Another question: "Given the physician shortages in certain areas, won't these providers then become PCPs for some of the highest-risk, sickest patients out there?"
Furthermore, Mills questioned whether the lower reimbursement to NPs and PAs alone will make a dent in costs, asking, "Has anyone tracked the number of tests and consults ordered by the average midlevel compared to the average physician?"
Another part of the provision, according to the Globe, may address such issues, by giving PAs separate provider identification numbers, which will allow them to bill separately at rates that are typically 15 percent less than those paid to doctors. Although this change will result in physicians losing 15 percent, there are two possible upsides, according to the article. First, it will benefit practices that enter into contracts with insurers to care for patients on a budget, noted Heather Trafton, legislative chair for the Massachusetts Association of Physician Assistants. In addition, giving PAs their own ID numbers "will allow insurers to collect information on the quality of care she and her colleagues provide, just as they do for doctors," Noelle Lawler, a physician assistant at Harvard Vanguard's Kenmore practice, told the Globe.
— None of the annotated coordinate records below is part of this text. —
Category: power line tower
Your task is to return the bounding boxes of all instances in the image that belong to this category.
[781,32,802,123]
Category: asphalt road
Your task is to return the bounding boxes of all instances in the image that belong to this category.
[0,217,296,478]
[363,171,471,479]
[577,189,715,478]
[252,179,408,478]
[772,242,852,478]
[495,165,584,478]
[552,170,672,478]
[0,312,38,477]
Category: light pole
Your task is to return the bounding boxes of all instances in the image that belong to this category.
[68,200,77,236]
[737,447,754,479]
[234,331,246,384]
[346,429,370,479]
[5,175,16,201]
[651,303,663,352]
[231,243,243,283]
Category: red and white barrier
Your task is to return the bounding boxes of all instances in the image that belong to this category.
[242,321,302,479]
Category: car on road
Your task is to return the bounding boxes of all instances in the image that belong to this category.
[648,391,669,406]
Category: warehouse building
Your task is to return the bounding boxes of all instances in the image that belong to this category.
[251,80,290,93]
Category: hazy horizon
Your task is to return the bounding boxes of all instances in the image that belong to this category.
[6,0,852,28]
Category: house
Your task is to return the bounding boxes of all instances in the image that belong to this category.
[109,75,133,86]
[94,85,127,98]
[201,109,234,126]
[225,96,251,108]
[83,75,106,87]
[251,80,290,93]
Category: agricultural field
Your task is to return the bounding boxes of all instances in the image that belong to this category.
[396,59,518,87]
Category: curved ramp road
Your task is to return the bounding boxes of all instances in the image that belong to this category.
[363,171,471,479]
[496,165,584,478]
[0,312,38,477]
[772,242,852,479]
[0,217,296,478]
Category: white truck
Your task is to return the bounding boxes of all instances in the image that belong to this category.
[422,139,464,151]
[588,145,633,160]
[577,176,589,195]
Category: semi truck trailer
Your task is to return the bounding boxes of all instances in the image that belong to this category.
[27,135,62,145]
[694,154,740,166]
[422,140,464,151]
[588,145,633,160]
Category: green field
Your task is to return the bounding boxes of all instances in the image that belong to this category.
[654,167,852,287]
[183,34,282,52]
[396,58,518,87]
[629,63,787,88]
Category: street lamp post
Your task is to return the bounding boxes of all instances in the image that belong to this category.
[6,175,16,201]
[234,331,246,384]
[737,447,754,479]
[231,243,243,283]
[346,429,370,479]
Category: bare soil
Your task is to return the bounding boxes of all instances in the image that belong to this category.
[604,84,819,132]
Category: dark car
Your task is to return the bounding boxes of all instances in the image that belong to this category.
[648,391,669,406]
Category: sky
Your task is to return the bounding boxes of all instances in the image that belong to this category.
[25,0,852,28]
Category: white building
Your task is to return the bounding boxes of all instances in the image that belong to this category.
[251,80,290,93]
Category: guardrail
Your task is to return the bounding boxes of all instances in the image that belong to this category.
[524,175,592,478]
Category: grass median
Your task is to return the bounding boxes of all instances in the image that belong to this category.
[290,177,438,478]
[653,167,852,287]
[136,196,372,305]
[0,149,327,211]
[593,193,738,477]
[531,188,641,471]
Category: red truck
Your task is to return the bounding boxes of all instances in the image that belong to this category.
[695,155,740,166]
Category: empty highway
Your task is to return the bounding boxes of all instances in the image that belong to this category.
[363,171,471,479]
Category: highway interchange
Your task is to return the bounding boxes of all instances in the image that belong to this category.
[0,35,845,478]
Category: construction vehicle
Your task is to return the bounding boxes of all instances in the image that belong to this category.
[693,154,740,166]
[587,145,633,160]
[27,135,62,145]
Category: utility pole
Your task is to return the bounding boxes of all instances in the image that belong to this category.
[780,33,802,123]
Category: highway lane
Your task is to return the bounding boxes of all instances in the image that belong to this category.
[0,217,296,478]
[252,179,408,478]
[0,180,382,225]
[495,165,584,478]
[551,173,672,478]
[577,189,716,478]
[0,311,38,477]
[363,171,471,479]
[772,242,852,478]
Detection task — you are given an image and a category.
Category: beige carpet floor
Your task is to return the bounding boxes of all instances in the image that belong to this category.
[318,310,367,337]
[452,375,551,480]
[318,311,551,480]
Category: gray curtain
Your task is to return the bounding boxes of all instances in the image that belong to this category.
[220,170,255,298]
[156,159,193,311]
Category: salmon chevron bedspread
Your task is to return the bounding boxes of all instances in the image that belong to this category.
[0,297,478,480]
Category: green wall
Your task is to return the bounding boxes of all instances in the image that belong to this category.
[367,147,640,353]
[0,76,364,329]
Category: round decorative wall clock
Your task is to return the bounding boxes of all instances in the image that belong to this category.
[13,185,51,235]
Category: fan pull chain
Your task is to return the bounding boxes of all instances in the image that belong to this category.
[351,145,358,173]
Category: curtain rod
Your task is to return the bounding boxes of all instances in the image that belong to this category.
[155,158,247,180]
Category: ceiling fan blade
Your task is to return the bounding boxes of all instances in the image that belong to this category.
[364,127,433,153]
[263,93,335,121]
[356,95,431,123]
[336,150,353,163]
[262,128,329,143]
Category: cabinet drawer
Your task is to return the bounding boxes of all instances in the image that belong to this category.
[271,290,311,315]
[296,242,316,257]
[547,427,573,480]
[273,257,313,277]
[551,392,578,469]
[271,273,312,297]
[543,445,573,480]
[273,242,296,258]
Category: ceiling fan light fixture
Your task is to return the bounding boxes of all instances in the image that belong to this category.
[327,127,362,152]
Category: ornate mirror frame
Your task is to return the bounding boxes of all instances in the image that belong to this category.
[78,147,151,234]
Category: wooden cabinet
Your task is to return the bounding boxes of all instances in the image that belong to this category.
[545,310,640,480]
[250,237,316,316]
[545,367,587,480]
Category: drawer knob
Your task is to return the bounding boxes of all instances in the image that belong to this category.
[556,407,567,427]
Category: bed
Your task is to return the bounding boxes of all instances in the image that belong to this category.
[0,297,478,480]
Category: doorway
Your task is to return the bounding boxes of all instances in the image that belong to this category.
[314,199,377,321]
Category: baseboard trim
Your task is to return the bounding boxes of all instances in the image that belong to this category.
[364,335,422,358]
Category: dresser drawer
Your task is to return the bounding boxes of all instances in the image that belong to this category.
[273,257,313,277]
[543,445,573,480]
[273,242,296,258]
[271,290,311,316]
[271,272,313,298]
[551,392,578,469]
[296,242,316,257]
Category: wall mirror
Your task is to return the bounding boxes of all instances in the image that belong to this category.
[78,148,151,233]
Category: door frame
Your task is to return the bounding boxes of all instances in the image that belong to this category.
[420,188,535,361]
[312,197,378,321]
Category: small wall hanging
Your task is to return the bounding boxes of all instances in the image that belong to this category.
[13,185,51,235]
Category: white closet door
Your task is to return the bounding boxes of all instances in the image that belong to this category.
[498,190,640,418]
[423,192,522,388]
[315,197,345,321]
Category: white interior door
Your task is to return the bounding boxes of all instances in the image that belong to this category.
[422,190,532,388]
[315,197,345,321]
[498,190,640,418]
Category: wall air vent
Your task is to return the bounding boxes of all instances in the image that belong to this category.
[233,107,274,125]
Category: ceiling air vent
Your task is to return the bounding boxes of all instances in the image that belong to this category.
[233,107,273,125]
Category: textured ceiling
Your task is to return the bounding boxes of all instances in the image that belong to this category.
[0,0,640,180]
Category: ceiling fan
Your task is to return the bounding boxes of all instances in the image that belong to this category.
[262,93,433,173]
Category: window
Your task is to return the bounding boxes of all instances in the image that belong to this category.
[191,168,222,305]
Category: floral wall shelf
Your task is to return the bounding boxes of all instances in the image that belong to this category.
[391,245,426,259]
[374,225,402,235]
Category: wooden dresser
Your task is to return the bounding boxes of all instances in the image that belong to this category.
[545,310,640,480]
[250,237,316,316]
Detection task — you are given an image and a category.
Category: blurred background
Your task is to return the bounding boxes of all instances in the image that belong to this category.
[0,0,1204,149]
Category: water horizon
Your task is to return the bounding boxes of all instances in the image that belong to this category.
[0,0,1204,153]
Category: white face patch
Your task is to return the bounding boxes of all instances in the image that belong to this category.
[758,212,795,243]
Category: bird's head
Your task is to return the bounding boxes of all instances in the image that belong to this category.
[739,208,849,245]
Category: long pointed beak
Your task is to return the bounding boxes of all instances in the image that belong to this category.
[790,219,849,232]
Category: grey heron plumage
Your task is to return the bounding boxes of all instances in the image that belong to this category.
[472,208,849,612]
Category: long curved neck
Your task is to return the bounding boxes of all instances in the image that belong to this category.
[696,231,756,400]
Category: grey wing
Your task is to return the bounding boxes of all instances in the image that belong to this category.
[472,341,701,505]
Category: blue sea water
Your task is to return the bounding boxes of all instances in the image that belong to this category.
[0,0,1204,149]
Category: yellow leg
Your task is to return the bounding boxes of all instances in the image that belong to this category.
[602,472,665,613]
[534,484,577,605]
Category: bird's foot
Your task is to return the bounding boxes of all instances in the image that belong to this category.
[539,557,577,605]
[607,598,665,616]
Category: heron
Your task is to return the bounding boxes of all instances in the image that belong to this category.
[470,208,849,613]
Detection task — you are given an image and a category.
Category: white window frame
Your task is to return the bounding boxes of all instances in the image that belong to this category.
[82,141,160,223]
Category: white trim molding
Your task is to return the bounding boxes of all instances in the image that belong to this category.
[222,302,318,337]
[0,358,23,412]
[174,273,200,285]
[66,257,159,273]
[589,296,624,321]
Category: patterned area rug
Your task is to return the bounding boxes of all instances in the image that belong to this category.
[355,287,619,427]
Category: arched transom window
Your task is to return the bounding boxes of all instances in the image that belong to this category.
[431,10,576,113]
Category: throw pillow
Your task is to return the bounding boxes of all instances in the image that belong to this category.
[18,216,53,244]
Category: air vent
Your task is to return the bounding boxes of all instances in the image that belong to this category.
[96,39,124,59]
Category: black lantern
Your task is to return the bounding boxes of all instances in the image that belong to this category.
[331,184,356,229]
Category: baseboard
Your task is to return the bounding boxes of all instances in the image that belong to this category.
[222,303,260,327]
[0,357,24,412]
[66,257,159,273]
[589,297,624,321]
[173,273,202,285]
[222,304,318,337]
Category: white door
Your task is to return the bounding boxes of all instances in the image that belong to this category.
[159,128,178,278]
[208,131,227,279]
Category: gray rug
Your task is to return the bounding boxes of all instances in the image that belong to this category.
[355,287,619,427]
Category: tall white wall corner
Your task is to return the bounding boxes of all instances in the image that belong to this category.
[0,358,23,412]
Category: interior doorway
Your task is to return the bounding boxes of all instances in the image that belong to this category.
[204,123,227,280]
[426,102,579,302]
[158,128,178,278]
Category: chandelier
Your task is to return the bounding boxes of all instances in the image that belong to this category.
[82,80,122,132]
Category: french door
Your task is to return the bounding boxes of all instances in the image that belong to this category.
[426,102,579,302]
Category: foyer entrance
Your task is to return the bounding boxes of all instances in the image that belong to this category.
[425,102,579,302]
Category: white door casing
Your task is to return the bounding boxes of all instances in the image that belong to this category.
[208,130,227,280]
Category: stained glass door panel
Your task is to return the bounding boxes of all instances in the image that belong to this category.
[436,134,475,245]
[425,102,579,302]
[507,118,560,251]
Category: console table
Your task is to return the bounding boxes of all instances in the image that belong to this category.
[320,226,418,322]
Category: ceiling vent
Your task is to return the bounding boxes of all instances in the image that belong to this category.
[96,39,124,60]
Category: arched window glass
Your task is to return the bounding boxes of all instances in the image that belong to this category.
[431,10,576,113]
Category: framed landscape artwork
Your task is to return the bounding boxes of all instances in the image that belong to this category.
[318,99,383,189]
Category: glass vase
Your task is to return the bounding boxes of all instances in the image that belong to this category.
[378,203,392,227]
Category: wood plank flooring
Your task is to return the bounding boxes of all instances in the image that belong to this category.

Nationwide, there's no question that nonphysician practitioners are becoming an increasingly prevalent part of U.S. healthcare. According to a recent report from Cejka Search, most surveyed practices (67 percent) said that involvement of advanced practitioners in their offices has grown "somewhat" or "significantly" in the past five years, with even more (75 percent) reporting they expect to hire more NPs and PAs within the next five years.
As for Mills, at the end of the day, even though she sees the value of teaming up with other types of providers, she worries about where the trend may lead. "Is my future to be the overseer of midlevels and ultimately lose the opportunity to provide direct patient care?" she asked. "I did not go to medical school to be an administrator."